GPU-based single-cluster algorithm for the simulation of the Ising model

TL;DR

This paper introduces a GPU-based implementation of the Wolff single-cluster algorithm for the Ising model, achieving significant speedups over CPU calculations and proposing a quasi-block synchronization method applicable to various parallel computations.

Contribution

The paper presents a novel GPU algorithm with quasi-block synchronization for the Ising model, significantly enhancing simulation speed and broadening parallel computation techniques.

Findings

GPU speedup of 5.60x for 2D Ising at L=4096

GPU speedup of 7.90x for 3D Ising at L=256

Quasi-block synchronization applicable to various fields

Abstract

We present the GPU calculation with the common unified device architecture (CUDA) for the Wolff single-cluster algorithm of the Ising model.
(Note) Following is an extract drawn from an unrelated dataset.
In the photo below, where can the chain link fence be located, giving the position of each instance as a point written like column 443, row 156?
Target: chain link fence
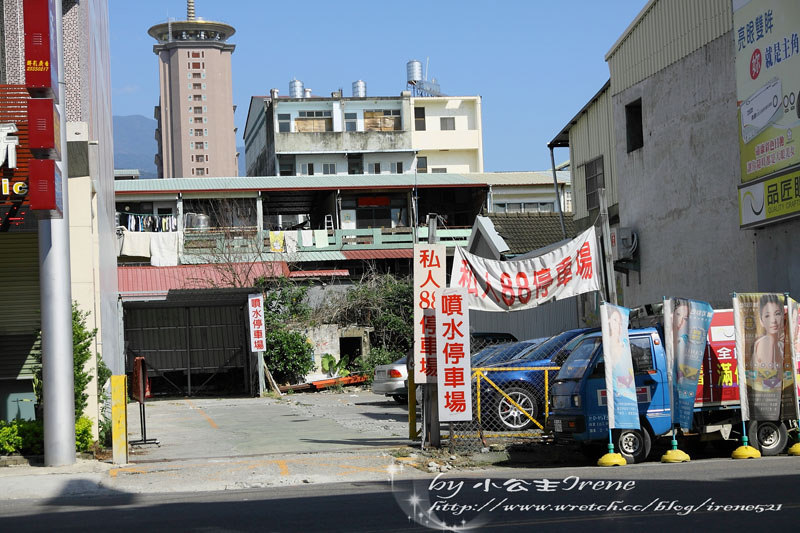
column 510, row 389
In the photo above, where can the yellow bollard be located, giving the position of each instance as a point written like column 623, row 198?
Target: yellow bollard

Proposing an algorithm for a quasi-block synchronization, we realize the Wolff single-cluster Monte Carlo simulation with CUDA. We perform parallel computations for the newly added spins in the growing cluster. As a result, the GPU calculation speed for the two-dimensional Ising model at the critical temperature with the linear size L=4096 is 5.60 times as fast as the calculation speed on a current CPU core. For the three-dimensional Ising model with the linear size L=256, the GPU calculation speed is 7.90 times as fast as the CPU calculation speed. The idea of quasi-block synchronization can be used not only in the cluster algorithm but also in many fields where the synchronization of all threads is required.